I'm not sure what possible interest legislators and regulators would have in that fact.
Some parasites realize that a healthy, profitable host is a host you can take more from.
So they're furiously calculating money currently made from fines and fees vs. extra money made from taxes. Dozens of accounting jobs created just by having this discussion!
Always nice to be reminded that at best we can get the political class to do the right thing for entirely the wrong reasons.
There are no "right reasons". It's the height of folly to assume politicians will do anything other than what is in their best interests; that's the same kind of thinking that socialists do when they think people will work in collectives for the common good without trying to improve their own lot individually. Government is a fool's game, but if you're going to have it, people should at least be clear-eyed about the fact that the politicians are there first and foremost for themselves.
As somebody over fifty, With bad teeth and gout, I have no illusions where I would be in an Anarchy - somewhere near the bottom of the pile, whimpering. That said, i trust no government. Not just MY government, ALL governments.

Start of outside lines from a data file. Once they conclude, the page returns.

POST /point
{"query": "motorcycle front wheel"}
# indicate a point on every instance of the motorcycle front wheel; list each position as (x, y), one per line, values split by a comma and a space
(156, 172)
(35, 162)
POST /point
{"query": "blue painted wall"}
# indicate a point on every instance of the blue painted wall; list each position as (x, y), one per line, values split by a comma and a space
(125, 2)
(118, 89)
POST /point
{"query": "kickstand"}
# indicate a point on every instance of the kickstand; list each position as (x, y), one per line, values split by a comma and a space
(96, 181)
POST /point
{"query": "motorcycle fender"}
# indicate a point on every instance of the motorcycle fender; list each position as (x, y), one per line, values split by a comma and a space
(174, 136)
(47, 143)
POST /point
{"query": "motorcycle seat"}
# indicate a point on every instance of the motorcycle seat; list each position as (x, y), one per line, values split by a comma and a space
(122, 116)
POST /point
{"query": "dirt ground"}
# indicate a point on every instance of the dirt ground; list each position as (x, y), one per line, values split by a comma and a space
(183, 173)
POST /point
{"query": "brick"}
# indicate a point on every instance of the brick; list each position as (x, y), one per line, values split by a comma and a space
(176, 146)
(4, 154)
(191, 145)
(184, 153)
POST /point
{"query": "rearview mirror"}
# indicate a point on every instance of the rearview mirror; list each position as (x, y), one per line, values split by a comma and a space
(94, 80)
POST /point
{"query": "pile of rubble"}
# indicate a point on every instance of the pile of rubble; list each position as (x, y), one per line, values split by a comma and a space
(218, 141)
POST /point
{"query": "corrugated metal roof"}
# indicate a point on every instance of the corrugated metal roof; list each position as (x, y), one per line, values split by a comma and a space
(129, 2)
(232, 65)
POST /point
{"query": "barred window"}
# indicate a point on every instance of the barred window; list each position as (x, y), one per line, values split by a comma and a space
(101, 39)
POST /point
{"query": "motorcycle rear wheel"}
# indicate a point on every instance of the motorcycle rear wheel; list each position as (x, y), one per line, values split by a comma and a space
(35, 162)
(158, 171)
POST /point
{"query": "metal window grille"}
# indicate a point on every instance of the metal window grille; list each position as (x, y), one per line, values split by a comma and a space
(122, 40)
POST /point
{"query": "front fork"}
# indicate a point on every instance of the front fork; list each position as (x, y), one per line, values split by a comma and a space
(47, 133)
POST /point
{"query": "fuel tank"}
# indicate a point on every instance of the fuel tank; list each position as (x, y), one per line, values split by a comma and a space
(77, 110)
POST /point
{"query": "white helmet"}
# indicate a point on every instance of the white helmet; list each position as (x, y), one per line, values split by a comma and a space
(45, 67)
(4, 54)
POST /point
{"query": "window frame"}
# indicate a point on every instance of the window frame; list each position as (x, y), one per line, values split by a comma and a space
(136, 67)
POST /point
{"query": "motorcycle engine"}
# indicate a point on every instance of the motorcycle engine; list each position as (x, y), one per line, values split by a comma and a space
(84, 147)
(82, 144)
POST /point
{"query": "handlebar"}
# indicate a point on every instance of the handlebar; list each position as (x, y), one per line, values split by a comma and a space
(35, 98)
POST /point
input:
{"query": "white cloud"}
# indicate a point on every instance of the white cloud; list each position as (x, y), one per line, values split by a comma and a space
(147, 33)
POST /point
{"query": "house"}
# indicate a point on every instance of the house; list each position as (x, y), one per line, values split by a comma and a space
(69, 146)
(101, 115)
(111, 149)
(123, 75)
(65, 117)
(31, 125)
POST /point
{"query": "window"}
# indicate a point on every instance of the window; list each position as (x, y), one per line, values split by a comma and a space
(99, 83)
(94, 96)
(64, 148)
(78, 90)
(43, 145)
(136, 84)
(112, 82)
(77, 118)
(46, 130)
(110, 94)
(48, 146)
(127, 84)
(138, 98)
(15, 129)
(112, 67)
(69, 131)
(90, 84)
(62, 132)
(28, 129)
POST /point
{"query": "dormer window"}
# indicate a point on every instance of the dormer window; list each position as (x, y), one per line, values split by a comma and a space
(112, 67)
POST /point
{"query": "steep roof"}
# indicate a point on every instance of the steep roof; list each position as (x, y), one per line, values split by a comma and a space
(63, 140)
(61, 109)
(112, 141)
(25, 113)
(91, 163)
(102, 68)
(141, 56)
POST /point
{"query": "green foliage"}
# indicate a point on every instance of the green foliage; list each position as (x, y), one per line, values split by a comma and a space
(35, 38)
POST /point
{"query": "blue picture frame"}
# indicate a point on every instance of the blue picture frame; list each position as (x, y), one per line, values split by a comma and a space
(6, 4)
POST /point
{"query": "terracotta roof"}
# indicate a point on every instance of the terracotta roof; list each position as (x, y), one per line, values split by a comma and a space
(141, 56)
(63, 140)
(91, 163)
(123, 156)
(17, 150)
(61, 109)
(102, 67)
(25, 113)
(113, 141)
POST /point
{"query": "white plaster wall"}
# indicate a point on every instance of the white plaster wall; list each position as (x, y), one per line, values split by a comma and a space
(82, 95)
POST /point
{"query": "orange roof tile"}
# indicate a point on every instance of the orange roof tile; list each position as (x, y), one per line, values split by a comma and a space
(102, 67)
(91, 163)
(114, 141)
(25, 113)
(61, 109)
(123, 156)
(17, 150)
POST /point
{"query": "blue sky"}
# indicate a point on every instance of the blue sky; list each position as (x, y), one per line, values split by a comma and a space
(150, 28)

there are equalizers out there.
L...Lib...Libertarian moment?
"Do you have a license for the cat that's got your tongue, sir?"
nice one!
It seems like, after conservatives have been laboring in the heat of the day fighting these licensing laws, some progs are signing on at the eleventh hour - which is fine, glad to have them aboard.
But the progs haven't unanimously given up on these licenses, as the linked article about North Carolina, by a skeptical reporter, indicates:
"Our leaders at the state capital are going to be asked this spring to weigh public safety and consumer protection against job creation and small businesses....
"Conservative organizations want the General Assembly to get rid of a lot of these [licensing requirements]....
"A lot of people spent time and money going to school to get qualified for their licenses. Then they spent more money on state exams and licensing fees.
"They're apt to feel they wasted their time and money if the requirements are taken away. And they'll be especially irked to face new competitors who never ran the training, testing and licensing gauntlets. These competitors could draw away their customers despite having less training - and possibly no training at all.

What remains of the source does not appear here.